In most ultrasound systems, raw echo data is subjected to many digital signal processing operations prior to being displayed or otherwise presented to a physician or ultrasound technician. The most common signal processing operation is filtering the data to remove spurious signals. For example, a wall filter is used in Doppler and color flow imaging modes to isolate the echoes caused by moving blood flow from those echo signals produced by tissue or moving vessel walls.

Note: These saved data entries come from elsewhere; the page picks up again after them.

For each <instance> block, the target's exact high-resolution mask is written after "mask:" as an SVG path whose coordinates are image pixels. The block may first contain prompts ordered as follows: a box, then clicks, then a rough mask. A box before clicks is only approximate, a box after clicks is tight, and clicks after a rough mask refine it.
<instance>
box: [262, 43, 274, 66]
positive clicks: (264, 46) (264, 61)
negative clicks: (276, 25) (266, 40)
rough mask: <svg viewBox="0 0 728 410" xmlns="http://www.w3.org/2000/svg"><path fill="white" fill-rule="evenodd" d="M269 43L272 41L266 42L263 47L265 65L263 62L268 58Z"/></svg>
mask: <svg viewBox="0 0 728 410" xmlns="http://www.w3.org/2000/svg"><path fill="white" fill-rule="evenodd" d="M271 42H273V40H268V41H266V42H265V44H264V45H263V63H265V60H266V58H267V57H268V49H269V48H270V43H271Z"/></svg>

In any digital filter design, it is desirable to achieve good filtering characteristics, stability and ease of implementation. Most designs are therefore a compromise between these considerations. One problem affecting many designs is that the first few outputs of the filter are erroneous until the filter achieves its steady state operating condition. If supplied with a limited set of input data, these filter transients effect the number of valid data points that can be used to calculate the signals of interest to the physician. For example, the problem is particularly noticeable in color flow imaging where limited data is obtained to calculate blood velocity. In addition, the transient problem exacerbates a gap in Doppler signals that is caused by an ultrasound machine's alternating between different imaging modes.
While there are filter designs that do not produce transients, such as regression filters, these designs are generally computationally complex. In addition, it has been shown that regression filters produce some undesirable artifacts. See Hans Torp et al., "Clutter Rejection Filters in Color Flow Imaging: Theoretical Approach," IEEE Transactions on Ultrasound, March 1997, pp. 417-424.
Given the shortcomings in the art, there is a need for a digital filtering technique that is easy to implement and reduces the number of transients produced in order to maximize the number of valid output data for a limited set of input data.